The key to these calculations is that the scene-referenced Signal-to-Noise Ratio, calculated from the measured signal S and noise Npixels must be the same as the scene SNR, which is based on Nscene, which cannot be measured directly.

     \(\displaystyle \text{Scene Signal-to-Noise Ratio} = SNR_{scene} = \frac{L_{scene}}{N_{scene}} = \frac{1}{N_{f-stop}} = \text{Scene-referenced SNR} = SNR_{scene-ref} \)

the equation for Scene-referenced noise, \(N_{scene-ref}\), which enables \(SNR_{scene-ref} = SNR_{scene}\) to be calculated directly from \(S/N_{pixels}\)  is given above.

Displays in Stepchart, Color/Tone Interactive, and Color/Tone Auto offer a choice between f-stop noise or Scene-referenced SNR (expressed as a ratio or in dB). Note that SNRscene-ref decreases as the slope of the tonal response curve decreases (often the result of flare light in dark patches).

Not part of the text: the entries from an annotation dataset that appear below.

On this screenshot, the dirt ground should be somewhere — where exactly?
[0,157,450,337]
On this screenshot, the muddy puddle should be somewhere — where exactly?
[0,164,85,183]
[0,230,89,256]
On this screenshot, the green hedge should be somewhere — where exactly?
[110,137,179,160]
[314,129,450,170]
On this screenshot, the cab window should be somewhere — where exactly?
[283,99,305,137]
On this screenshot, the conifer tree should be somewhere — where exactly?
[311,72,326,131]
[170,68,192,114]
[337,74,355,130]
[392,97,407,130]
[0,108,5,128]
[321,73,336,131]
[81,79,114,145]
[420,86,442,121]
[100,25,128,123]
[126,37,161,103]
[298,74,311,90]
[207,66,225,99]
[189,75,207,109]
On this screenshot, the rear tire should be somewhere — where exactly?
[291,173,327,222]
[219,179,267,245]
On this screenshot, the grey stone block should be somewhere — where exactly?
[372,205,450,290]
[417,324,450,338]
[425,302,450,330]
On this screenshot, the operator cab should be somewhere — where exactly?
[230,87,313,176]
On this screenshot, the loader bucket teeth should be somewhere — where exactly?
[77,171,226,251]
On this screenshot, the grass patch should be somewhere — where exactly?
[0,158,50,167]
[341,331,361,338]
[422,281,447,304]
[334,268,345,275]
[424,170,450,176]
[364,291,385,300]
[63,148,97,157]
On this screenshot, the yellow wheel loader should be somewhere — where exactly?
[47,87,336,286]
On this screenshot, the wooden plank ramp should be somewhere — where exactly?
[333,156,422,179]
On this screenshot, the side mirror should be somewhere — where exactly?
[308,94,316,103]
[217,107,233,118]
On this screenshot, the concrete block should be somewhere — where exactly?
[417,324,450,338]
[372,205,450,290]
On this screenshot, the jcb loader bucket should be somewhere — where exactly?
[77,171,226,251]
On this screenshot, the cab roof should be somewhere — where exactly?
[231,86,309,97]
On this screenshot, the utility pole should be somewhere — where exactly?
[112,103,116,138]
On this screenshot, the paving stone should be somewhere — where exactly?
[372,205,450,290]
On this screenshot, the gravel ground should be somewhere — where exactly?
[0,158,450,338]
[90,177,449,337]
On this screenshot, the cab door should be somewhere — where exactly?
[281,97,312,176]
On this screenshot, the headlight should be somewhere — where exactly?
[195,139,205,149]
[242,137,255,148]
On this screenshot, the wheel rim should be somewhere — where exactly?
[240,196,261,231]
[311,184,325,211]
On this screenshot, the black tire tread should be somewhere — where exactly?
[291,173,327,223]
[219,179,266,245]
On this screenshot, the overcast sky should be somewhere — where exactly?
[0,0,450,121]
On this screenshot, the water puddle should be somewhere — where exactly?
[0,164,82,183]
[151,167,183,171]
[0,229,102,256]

The above-right image illustrates how the pixel spacing between f-stops (and hence d(pixel)/d(f-stop)) decreases with decreasing brightness. This causes f-stop noise to increase with decreasing brightness, visible in the figures above.

Since f-stop noise and scene-referenced SNR are functions of scene luminance, largely independent of image signal processing and fogging from flare light, they are an excellent indicators of real-world camera performance. They are the basis of Imatest Dynamic Range measurements.